El resultado de esta aritmética de la desesperación no se va a hacer esperar. Una buena parte de los países europeos están empobreciéndose a mayor gloria de la especulación. Con millones de ciudadanos desprotegidos y en el umbral de la pobreza, los partidos extremistas están engrosando sus filas. En Grecia, la tercera fuerza política es abiertamente nazi. En Francia, el fascismo de Le Pen llegó a ser segunda fuerza. En Holanda, en Austria… gobiernan o han gobernado partidos de tinte racista. Berlusconi ha dirigido Italia a golpe de talonario, y hasta en los países nórdicos emergen con fuerza los partidos filonazis.

Por más obvio que parezca, el Estado del Bienestar, debidamente reformulado, es ahora la mejor garantía de estabilidad democrática, la última barrera contra la barbarie. Y al permitir su entierro, resucitamos fantasmas a los que solo les preocupan beneficios multimillonarios en euros, sin importarles lo más mínimo el coste social o humano. La guerra también es un negocio.
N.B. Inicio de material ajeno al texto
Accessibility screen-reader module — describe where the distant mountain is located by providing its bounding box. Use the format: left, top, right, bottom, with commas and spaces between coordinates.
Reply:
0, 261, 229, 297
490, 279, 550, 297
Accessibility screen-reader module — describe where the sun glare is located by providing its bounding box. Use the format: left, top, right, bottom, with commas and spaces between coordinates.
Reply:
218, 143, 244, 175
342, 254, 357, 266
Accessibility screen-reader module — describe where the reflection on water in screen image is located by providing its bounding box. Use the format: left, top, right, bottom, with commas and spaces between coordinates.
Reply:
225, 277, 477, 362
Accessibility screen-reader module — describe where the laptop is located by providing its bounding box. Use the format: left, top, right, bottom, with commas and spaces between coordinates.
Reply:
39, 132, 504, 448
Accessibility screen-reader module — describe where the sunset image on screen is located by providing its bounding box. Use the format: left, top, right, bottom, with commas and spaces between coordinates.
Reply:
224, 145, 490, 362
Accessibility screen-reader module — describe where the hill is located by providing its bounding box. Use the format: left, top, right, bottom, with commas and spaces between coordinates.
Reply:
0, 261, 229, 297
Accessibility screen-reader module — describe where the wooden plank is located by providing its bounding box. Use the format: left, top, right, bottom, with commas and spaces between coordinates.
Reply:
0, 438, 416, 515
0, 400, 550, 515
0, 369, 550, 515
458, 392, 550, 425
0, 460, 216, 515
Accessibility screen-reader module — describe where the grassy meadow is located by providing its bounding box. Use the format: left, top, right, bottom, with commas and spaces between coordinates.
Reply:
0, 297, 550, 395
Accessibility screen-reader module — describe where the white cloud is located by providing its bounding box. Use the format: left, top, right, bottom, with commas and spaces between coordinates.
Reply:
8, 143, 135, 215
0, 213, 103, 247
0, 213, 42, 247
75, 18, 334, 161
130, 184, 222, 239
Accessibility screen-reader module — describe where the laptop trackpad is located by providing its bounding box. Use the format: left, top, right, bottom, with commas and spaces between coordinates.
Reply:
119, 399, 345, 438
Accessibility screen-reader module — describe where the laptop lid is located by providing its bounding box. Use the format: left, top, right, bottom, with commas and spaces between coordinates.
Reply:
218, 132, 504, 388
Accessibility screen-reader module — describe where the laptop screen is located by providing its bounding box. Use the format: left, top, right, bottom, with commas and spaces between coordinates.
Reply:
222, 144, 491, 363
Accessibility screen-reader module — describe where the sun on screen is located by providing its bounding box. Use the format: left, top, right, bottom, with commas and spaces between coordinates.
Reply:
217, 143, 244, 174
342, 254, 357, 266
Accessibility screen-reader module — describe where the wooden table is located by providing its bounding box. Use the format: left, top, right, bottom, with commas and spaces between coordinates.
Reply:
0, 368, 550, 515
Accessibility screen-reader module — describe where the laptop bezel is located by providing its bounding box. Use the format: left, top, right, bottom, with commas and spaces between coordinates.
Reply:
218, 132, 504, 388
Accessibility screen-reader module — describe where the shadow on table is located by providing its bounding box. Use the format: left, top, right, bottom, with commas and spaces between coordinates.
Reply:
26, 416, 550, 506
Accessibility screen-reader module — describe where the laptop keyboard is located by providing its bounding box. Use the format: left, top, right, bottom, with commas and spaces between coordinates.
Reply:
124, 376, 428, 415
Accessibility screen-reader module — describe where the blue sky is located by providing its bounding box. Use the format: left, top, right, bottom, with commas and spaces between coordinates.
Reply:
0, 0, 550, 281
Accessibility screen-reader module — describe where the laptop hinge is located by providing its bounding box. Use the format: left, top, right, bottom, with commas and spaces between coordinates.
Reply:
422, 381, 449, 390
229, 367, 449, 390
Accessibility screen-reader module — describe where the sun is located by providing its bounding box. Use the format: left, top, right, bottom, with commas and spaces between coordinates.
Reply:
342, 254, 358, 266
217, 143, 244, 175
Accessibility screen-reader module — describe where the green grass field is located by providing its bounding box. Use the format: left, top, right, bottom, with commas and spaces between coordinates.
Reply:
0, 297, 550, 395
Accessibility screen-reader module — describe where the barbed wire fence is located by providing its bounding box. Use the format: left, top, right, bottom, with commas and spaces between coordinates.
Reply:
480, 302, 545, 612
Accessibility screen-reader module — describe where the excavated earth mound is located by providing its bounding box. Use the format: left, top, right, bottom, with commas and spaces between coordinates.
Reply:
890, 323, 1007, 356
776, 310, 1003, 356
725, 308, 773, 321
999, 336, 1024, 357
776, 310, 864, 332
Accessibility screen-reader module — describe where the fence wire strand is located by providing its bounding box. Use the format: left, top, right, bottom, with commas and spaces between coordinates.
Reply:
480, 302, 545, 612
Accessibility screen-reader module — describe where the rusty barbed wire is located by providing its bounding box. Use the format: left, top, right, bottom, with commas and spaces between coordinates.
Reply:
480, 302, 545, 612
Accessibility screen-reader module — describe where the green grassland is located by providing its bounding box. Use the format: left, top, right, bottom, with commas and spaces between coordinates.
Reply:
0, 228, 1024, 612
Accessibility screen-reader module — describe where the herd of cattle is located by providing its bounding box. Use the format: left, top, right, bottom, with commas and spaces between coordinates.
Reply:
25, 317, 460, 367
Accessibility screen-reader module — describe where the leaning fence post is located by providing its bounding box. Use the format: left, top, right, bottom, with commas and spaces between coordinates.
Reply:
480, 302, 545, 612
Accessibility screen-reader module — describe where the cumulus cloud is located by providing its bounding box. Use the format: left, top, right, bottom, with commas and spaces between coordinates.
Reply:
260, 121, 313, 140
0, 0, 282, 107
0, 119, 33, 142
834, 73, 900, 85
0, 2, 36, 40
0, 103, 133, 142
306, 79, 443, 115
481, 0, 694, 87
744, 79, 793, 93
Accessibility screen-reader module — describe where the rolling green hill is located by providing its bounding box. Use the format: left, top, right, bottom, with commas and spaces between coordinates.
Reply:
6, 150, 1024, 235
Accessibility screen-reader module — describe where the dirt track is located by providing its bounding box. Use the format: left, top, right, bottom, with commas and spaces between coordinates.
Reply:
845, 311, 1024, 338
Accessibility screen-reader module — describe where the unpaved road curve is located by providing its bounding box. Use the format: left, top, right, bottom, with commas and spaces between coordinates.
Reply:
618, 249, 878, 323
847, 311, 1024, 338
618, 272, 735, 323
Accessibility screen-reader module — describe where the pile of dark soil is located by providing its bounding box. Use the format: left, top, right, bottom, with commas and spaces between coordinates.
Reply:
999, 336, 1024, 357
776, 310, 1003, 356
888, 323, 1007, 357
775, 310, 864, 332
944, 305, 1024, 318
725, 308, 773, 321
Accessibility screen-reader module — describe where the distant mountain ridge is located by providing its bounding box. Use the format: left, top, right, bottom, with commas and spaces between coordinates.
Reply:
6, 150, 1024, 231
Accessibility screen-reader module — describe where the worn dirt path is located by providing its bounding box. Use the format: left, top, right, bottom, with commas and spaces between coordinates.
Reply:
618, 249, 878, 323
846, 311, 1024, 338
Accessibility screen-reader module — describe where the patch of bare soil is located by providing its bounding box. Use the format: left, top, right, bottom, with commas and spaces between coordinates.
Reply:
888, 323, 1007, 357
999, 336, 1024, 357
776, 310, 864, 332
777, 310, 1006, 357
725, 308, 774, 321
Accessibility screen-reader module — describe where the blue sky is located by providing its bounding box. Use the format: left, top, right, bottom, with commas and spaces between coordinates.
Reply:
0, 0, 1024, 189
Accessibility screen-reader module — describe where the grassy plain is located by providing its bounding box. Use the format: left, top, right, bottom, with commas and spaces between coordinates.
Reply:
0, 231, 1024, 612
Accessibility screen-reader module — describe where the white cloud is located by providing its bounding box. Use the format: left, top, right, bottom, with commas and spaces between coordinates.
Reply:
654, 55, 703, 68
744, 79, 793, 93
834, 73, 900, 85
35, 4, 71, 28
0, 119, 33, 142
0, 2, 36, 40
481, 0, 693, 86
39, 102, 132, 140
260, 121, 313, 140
Posiblemente el mejor.

Como decía Burke (no precisamente un tipo de izquierdas), lo único que se necesita para que triunfe el mal es que los hombres buenos no hagan nada.

Y frente a los especuladores agazapados tras las agencias de rating y los mercados será necesario que los hombres buenos hagan algo, antes de que sea demasiado tarde y algunos lleguen a creer que es mejor estar muerto que ser esclavo.